We Already Know How to Cover Trump's Lies. So Why Aren't Newsrooms Doing It?
https://www.readtpa.com/p/we-already-know-how-to-cover-trumps
Use the FWEF method for correcting lies. This stands for Fact-Warn-Explain-Fact. Lead with the truth. Warn the audience they’re about to hear a lie. Explain how the lie misleads. Then restate the truth—multiple times if you can. The structure matters because people remember what they hear most often, and if you spend more time repeating the lie than the correction, you’ve just helped spread the misinformation.
Stop with the false balance. If you’re going to platform “both sides,” show the actual distribution of opinion. Don’t present it as 50-50 when it’s really “90 climate scientists say this policy would be disastrous and one guy from a think tank disagrees.” The audience deserves to know where the weight of expertise actually lies.
Quantify instead of dramatizing.
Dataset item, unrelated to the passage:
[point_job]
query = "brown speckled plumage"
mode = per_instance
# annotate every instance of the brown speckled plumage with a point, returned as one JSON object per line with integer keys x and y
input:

Replace “political kerfuffle” with “a dozen members of Congress criticized.” Replace “growing calls for” with the actual number of people calling for something. Vague language inflates the importance of things that might not actually be important. Numbers keep everyone honest.
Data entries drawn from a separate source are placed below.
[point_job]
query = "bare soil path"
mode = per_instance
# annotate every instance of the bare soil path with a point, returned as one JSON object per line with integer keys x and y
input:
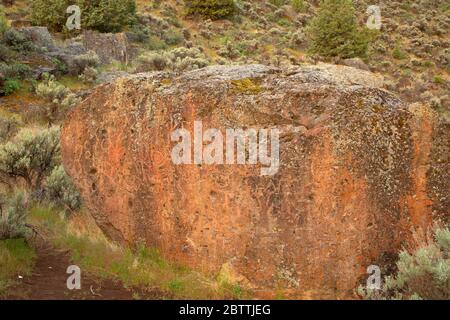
{"x": 49, "y": 278}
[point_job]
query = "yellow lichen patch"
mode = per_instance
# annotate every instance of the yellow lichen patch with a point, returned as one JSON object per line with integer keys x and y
{"x": 246, "y": 86}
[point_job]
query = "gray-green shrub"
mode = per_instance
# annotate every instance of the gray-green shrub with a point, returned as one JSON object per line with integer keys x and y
{"x": 213, "y": 9}
{"x": 30, "y": 156}
{"x": 334, "y": 31}
{"x": 60, "y": 98}
{"x": 178, "y": 59}
{"x": 423, "y": 273}
{"x": 101, "y": 15}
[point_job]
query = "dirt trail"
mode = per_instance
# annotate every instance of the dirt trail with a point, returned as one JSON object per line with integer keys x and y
{"x": 49, "y": 277}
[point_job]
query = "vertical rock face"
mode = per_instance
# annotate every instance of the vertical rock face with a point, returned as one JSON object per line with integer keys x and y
{"x": 109, "y": 46}
{"x": 358, "y": 172}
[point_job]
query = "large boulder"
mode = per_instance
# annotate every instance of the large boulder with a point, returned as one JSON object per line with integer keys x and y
{"x": 358, "y": 172}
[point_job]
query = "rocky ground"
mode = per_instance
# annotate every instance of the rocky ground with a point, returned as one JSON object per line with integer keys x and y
{"x": 405, "y": 173}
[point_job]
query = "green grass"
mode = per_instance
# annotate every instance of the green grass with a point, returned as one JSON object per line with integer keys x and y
{"x": 16, "y": 258}
{"x": 143, "y": 267}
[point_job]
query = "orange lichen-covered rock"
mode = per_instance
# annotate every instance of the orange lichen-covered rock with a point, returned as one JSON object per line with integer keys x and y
{"x": 358, "y": 171}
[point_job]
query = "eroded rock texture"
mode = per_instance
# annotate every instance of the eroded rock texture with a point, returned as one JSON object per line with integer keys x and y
{"x": 359, "y": 170}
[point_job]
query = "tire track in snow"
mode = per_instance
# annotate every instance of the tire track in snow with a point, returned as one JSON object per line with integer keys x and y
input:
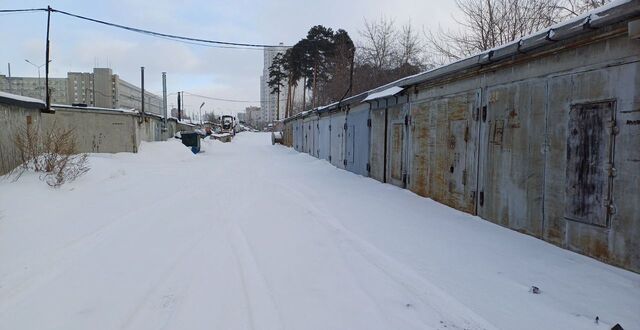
{"x": 262, "y": 307}
{"x": 412, "y": 282}
{"x": 50, "y": 267}
{"x": 151, "y": 292}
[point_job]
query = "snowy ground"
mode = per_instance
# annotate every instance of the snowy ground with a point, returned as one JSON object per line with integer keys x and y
{"x": 251, "y": 236}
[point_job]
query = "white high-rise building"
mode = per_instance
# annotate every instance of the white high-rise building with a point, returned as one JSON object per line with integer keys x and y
{"x": 268, "y": 100}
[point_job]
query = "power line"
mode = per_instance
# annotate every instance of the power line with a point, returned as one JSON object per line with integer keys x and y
{"x": 22, "y": 10}
{"x": 165, "y": 35}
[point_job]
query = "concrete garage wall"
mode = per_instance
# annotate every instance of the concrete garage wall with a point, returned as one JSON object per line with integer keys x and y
{"x": 540, "y": 136}
{"x": 97, "y": 130}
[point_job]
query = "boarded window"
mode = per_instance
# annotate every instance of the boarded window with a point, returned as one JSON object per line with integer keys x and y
{"x": 588, "y": 145}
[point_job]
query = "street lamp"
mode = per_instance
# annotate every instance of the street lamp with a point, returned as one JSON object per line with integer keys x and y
{"x": 201, "y": 105}
{"x": 38, "y": 67}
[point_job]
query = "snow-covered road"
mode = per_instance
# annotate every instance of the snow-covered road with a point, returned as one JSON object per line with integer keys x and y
{"x": 252, "y": 236}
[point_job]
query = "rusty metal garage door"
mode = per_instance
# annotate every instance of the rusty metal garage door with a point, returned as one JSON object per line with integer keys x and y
{"x": 589, "y": 163}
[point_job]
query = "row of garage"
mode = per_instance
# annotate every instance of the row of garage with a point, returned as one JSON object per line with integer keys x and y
{"x": 540, "y": 138}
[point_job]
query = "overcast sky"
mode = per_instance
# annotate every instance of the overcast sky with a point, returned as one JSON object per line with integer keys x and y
{"x": 222, "y": 73}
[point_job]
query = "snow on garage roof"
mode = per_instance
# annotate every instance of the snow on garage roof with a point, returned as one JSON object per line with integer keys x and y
{"x": 21, "y": 101}
{"x": 391, "y": 91}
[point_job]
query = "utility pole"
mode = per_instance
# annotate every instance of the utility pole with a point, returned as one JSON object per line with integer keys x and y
{"x": 179, "y": 108}
{"x": 9, "y": 77}
{"x": 200, "y": 113}
{"x": 164, "y": 98}
{"x": 142, "y": 92}
{"x": 39, "y": 79}
{"x": 46, "y": 77}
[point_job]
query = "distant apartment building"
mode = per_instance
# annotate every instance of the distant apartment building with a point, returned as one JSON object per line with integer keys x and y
{"x": 104, "y": 89}
{"x": 35, "y": 88}
{"x": 252, "y": 116}
{"x": 267, "y": 100}
{"x": 100, "y": 88}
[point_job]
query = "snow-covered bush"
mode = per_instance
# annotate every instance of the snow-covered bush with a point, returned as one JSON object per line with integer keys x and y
{"x": 52, "y": 153}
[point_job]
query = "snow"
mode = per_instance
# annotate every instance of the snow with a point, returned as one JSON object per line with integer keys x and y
{"x": 252, "y": 236}
{"x": 391, "y": 91}
{"x": 21, "y": 98}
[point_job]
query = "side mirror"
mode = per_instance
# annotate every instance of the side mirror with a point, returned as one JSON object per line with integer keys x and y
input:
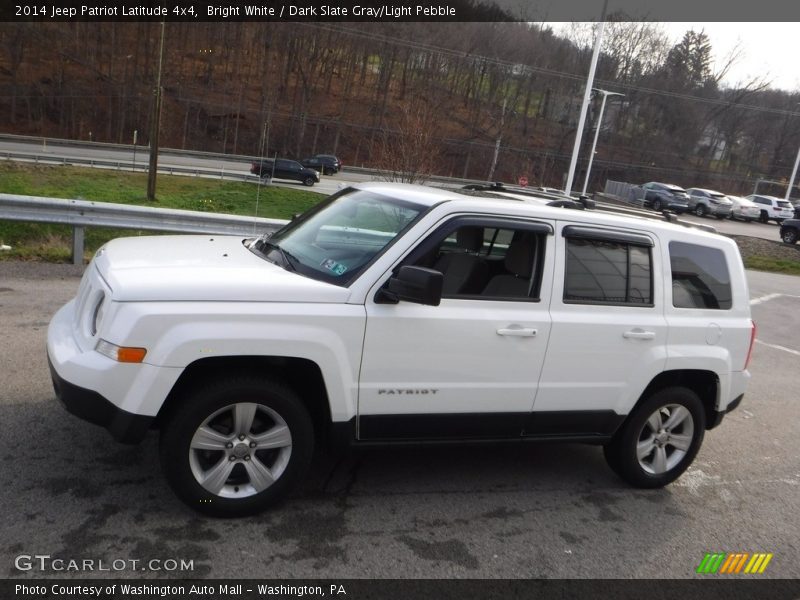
{"x": 415, "y": 284}
{"x": 587, "y": 202}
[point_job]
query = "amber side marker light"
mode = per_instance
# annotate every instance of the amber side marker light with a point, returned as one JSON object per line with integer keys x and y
{"x": 121, "y": 353}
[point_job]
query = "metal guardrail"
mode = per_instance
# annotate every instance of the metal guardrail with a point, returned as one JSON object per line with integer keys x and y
{"x": 126, "y": 165}
{"x": 80, "y": 214}
{"x": 243, "y": 158}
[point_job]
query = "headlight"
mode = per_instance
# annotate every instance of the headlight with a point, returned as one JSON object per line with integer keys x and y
{"x": 97, "y": 314}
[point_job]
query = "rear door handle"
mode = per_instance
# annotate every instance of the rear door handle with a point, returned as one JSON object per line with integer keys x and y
{"x": 516, "y": 331}
{"x": 639, "y": 334}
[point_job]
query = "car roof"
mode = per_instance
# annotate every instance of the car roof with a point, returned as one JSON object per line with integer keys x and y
{"x": 503, "y": 204}
{"x": 708, "y": 191}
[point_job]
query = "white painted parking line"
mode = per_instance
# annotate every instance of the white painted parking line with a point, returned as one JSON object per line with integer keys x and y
{"x": 776, "y": 347}
{"x": 763, "y": 299}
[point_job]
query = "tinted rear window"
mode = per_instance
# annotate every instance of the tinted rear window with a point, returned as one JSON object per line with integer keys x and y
{"x": 700, "y": 277}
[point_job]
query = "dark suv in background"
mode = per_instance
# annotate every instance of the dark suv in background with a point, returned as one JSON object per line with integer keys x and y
{"x": 283, "y": 168}
{"x": 661, "y": 196}
{"x": 328, "y": 164}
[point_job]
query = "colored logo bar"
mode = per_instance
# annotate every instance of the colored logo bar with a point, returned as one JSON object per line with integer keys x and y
{"x": 734, "y": 563}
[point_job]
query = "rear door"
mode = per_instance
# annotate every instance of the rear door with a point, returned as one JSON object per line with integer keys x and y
{"x": 469, "y": 367}
{"x": 609, "y": 334}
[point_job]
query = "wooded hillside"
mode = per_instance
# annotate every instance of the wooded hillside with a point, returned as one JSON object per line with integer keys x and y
{"x": 442, "y": 96}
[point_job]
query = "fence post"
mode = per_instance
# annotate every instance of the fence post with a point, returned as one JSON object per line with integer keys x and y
{"x": 77, "y": 245}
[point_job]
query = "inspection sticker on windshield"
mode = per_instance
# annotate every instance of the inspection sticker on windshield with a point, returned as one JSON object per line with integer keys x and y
{"x": 334, "y": 267}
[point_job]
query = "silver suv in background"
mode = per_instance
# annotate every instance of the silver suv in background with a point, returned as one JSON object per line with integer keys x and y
{"x": 744, "y": 209}
{"x": 709, "y": 202}
{"x": 661, "y": 196}
{"x": 772, "y": 208}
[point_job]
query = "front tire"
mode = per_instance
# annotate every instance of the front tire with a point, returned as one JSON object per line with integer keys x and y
{"x": 237, "y": 446}
{"x": 659, "y": 440}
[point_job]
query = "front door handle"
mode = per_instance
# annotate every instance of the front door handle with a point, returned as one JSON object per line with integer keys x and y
{"x": 517, "y": 331}
{"x": 639, "y": 334}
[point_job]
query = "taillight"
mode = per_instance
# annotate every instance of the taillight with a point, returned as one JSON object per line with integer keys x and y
{"x": 753, "y": 329}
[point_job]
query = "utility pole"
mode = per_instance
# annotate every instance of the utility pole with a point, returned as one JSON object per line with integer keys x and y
{"x": 606, "y": 94}
{"x": 794, "y": 172}
{"x": 589, "y": 81}
{"x": 155, "y": 125}
{"x": 499, "y": 139}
Keep interviews tight. One or two topics, persistent follow-ups. Don’t let someone dodge a question by pivoting to five other subjects. This is about not letting them “flood the zone” with claims you can’t possibly fact-check in real time. Pin them down.
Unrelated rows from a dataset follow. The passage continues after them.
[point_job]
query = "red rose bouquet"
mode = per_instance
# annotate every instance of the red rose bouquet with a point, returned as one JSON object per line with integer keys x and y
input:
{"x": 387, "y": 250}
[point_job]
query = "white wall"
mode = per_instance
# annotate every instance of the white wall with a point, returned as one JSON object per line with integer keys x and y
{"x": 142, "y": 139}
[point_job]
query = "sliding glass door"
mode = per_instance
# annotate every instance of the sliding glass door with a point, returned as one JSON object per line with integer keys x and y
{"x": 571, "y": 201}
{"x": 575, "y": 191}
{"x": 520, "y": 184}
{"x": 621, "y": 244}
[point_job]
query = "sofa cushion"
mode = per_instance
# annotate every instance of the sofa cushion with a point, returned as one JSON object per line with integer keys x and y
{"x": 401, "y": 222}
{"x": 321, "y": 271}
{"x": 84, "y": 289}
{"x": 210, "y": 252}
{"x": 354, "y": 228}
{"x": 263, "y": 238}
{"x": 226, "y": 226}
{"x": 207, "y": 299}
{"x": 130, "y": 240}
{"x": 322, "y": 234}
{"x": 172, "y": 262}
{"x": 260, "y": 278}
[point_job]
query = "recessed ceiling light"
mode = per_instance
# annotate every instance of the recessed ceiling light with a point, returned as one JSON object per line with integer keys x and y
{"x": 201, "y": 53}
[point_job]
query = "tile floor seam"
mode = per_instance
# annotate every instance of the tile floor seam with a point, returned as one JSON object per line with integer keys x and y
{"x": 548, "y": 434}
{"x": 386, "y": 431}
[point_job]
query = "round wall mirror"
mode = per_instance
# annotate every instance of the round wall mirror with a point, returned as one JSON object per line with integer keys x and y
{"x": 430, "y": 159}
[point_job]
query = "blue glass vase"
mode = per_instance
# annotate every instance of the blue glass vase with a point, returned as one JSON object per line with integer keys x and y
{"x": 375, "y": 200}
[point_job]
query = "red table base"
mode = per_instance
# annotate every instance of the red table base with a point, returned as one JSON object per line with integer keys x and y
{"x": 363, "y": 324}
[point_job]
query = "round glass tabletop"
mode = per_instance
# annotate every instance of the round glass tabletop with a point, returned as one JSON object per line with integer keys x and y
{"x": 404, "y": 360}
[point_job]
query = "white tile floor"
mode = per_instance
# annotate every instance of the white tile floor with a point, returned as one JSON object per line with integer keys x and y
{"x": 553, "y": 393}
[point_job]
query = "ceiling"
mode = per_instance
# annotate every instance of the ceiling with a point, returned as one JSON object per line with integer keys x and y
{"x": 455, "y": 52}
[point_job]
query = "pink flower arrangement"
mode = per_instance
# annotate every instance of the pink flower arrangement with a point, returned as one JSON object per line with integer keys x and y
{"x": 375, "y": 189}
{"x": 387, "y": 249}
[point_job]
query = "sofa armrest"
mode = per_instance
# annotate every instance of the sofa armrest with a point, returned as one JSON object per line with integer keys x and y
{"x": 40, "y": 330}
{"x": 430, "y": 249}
Protect the right of reply, but don’t let it become a propaganda vehicle. If someone responds to your story with a statement full of lies and irrelevant attacks, you can cut those parts. Right of reply doesn’t mean you have to print whatever nonsense they send you. Add your own corrections where needed.
These techniques don’t cost money. They don’t require some radical reimagining of journalism. They just require thinking about coverage differently and being willing to break from the both-sides muscle memory that’s been drilled into journalists for decades.